Quel que soit l’âge de l’enfant ou la méthode choisie, le rituel du coucher est probablement le levier le plus puissant pour construire une bonne hygiène de sommeil. Le cerveau d’un jeune enfant fonctionne par anticipation et répétition. Un enchaînement prévisible, bain, pyjama, histoire, câlin, extinction des lumières, devient un signal biologique que le sommeil arrive.
Ce rituel doit être court (20-30 minutes maximum), identique d’un soir à l’autre, et se terminer avec l’enfant encore éveillé dans son lit. C’est ce dernier point qui fait toute la différence : un enfant qui s’endort dans les bras et se réveille seul dans son lit à 2h du matin sera logiquement perturbé. Un enfant qui apprend à s’endormir seul se rendort aussi plus facilement en cas de réveil nocturne.

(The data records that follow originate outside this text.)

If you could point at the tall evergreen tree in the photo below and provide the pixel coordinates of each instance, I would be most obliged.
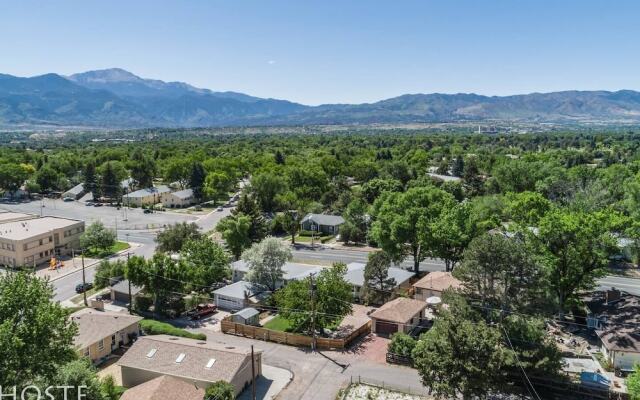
(196, 180)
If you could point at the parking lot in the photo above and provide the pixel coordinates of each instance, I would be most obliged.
(124, 218)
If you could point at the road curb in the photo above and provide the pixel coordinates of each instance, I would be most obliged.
(121, 252)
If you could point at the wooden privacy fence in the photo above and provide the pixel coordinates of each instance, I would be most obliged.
(293, 339)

Introduire un objet transitionnel, doudou, peluche, petite couverture avec l’odeur du parent, peut aussi faciliter cette étape, surtout chez les enfants passés par le cododo.
Que faire quand la transition vers le lit indépendant de bébé ne se passe pas bien ?
Quelques nuits difficiles sont normales. En revanche, si après deux à trois semaines de tentatives, les nuits restent très agitées, que l’enfant présente des signes de stress marqués dans la journée, ou que vous-mêmes êtes épuisés au point de ne plus fonctionner, il peut valoir la peine d’en parler à votre pédiatre ou à une puéricultrice. Des consultations spécialisées en sommeil pédiatrique existent et permettent parfois de débloquer des situations qui semblent sans issue. La transition vers le lit individuel n’est pas un examen. Ni pour votre enfant, ni pour vous.